Société Générale is hoping to more than triple revenues from financing and capital raising over the next three years as the French bank taps into a boom in trade and investment flows driven largely by burgeoning demand for natural resources.
Asia, ex-Japan, comprises less than 10% of global revenues for the bank’s financing arm, but Jackson Cheung, who heads the bank’s financing operations in the region, says that proportion will only grow.
SocGen aims to close at least 10 big structured finance deals in the coming year worth at least US$3bn, Cheung says – the deals will be in the telecommunications, media and natural resources sectors and would also involve export and asset financing.
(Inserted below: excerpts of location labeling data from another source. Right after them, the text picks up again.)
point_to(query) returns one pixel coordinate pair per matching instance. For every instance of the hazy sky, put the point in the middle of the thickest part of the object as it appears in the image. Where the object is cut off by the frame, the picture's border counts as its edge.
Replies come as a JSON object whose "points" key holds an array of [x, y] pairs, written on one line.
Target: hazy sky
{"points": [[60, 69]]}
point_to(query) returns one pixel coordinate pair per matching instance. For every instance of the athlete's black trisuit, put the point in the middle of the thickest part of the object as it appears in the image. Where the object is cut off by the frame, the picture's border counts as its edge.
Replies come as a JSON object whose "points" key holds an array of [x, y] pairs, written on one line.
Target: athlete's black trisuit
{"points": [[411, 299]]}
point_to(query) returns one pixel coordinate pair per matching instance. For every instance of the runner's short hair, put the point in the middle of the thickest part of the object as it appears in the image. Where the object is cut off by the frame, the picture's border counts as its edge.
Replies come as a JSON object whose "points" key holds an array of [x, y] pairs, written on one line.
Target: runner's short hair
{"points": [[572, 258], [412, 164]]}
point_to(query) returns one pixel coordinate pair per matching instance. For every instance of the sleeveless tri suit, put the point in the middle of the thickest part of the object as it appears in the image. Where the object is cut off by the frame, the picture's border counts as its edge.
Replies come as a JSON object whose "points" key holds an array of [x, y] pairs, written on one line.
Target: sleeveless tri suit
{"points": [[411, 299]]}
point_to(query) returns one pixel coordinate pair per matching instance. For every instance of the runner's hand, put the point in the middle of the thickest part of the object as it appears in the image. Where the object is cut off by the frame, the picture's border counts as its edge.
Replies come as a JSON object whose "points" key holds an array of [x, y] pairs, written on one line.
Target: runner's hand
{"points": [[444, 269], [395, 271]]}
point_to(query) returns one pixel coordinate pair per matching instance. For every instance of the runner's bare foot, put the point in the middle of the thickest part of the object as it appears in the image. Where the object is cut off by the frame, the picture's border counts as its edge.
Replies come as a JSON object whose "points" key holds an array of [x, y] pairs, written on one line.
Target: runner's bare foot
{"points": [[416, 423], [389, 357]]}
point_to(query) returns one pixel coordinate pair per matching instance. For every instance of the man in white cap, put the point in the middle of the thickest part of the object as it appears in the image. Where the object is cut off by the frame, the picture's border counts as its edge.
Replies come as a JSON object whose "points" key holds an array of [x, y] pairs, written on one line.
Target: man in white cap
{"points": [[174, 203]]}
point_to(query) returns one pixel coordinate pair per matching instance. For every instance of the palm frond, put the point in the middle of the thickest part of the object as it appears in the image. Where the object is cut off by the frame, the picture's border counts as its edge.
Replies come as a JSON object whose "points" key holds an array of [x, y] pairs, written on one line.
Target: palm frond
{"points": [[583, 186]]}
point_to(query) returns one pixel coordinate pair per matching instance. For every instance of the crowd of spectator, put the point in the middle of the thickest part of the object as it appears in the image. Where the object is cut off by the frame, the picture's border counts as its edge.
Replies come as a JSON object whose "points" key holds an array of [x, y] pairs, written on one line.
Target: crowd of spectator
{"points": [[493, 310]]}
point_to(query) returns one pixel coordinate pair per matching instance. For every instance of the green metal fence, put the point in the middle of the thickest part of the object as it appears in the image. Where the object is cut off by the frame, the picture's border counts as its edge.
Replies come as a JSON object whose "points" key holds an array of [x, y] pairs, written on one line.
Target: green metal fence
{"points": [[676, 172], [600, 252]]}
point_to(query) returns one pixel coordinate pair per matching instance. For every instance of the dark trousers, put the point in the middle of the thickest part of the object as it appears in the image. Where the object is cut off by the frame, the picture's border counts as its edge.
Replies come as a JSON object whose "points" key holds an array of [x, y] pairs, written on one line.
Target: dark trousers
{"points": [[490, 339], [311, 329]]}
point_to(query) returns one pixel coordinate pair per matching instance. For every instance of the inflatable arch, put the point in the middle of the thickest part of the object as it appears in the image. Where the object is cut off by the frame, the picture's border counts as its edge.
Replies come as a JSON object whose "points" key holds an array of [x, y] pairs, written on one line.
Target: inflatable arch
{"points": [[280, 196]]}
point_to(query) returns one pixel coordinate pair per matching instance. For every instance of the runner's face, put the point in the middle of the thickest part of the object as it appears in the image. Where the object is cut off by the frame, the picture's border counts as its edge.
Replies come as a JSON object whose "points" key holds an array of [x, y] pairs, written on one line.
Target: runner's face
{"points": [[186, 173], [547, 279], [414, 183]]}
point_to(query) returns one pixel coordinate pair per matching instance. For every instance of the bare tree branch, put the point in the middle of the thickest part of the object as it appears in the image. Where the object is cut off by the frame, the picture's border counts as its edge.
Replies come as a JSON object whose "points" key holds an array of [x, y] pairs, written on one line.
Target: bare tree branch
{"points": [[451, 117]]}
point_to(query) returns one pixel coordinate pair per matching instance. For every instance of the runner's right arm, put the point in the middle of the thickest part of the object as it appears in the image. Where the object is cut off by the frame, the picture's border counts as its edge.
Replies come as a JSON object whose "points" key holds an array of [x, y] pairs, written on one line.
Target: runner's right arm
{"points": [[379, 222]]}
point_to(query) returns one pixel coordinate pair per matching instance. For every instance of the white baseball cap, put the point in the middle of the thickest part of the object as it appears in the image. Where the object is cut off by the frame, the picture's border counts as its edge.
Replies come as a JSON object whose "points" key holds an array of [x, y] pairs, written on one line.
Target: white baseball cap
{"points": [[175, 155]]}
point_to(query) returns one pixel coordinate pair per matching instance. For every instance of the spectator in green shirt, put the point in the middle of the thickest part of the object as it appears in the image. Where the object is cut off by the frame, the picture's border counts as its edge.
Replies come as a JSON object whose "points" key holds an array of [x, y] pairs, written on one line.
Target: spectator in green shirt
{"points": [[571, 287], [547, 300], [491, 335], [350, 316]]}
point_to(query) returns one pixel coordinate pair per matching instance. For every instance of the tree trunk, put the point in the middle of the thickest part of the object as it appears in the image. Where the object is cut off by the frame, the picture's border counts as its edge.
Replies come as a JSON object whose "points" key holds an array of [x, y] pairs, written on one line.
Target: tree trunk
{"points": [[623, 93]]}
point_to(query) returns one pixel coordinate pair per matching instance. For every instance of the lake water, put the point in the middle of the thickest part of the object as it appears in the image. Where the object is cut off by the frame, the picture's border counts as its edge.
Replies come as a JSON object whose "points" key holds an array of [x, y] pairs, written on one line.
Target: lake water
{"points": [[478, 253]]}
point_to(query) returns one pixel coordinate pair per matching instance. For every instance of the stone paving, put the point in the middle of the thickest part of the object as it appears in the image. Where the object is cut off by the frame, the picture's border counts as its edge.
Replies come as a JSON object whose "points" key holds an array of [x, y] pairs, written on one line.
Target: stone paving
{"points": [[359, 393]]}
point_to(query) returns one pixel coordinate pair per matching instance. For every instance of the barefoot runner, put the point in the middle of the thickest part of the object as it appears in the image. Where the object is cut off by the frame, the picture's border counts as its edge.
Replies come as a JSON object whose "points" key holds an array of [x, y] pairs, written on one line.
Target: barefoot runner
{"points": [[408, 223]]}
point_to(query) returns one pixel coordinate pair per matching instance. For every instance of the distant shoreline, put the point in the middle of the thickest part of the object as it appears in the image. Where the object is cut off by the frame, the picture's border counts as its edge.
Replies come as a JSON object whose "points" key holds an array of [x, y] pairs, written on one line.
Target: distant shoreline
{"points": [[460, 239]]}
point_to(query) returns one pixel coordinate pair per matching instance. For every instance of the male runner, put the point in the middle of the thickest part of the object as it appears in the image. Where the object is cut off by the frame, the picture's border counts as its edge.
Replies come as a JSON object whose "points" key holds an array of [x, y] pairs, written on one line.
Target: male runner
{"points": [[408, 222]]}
“The Asian market is small relative to developed markets now, but the growth prospects are more interesting,” Cheung says, with growth created largely by providing services to importers and exporters experiencing a huge surge in demand for commodities. The bank, which restructured its capital-raising and financing division arm in 2006, completed one such deal in China last year, helping a domestic firm buy oil interests in Africa. It was also financial advisor to the Tangguh liquefied natural gas project in Indonesia, which has a total projected cost of US$6.2bn.
Cheung says the bank’s Asia structured finance team will expand to around 50 full-time professionals by the end of this year, from 40 now. The bank remains keen to buy a strategic stake in a Chinese lender – last year the French bank lost out to US financial group Citigroup in a US$3bn battle to snap up a stake in troubled southern China lender Guangdong Development Bank.